Announced in this early April, the NFL is huddling up with a new live-streaming partner in Amazon, which has agreed to fork over $50 million to simulcast the 10 fall "Thursday Night Football" games broadcast by CBS and NBC.
Amazon now is offering its prime members access to Thursday night football streaming service without extra cost which boasts a membership of some 65 million U.S. consumers.
Following Twitter's footstep, which last fall became the NFL's inaugural full-season live-streaming partner, Amazon won over the likes of Facebook and Google's YouTube for the rights to carry the Thursday night games but will have to pay five times what Twitter did a year ago for what is effectively the same package.
Besides boosting prime membership's signup rate, Amazon will have the option to sell a smattering of ad inventory in each game. It's expected that a part of those available slots will be used to promote homegrown shows such as "Sneaky Pete," "Goliath" and "All or Nothing," a doc series produced by NFL Films.

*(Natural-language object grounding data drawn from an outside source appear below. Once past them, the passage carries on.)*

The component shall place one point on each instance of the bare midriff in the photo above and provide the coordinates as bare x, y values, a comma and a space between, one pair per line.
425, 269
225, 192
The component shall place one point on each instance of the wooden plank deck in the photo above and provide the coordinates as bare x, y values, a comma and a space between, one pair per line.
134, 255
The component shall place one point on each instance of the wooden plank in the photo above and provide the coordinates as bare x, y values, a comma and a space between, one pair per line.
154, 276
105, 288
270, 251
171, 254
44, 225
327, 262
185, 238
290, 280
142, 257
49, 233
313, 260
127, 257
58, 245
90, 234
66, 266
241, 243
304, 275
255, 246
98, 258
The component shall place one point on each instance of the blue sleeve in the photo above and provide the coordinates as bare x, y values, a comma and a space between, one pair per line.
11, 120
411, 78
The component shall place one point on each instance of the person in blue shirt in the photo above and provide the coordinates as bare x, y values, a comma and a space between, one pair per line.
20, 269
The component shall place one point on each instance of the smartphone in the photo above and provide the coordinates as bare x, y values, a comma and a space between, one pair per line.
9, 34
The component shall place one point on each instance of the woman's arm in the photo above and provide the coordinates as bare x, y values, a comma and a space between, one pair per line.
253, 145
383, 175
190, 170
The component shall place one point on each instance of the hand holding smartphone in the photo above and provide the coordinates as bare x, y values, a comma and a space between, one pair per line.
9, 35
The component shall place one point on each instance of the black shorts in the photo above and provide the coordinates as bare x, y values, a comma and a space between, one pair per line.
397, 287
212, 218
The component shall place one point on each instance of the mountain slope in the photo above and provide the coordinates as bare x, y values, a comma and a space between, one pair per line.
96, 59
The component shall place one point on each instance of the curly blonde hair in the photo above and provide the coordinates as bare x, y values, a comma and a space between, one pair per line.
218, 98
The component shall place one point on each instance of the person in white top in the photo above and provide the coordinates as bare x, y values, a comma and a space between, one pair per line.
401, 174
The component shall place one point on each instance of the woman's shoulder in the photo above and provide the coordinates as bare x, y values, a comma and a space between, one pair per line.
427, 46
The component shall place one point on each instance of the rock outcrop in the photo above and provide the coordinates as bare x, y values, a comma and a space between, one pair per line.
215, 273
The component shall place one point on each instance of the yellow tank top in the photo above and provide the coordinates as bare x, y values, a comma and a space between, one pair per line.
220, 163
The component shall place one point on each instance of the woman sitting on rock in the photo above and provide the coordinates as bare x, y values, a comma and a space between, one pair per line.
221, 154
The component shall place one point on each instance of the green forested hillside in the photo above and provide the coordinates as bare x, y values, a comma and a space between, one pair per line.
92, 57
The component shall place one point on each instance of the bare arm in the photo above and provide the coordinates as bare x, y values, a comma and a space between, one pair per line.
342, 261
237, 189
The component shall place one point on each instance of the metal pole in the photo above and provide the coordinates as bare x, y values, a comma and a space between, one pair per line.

While NFL insiders last season said they were pleased by the quality of the Twitter stream, the Amazon deal will provide the league with a chance to take a look under the hood at yet another digital-media company in advance of its next big TV rights auction. The impact to traditional TV media company is inevitable and that those businesses will have to make room for one of the digital powerhouses when the NFL rights package expires in 2022.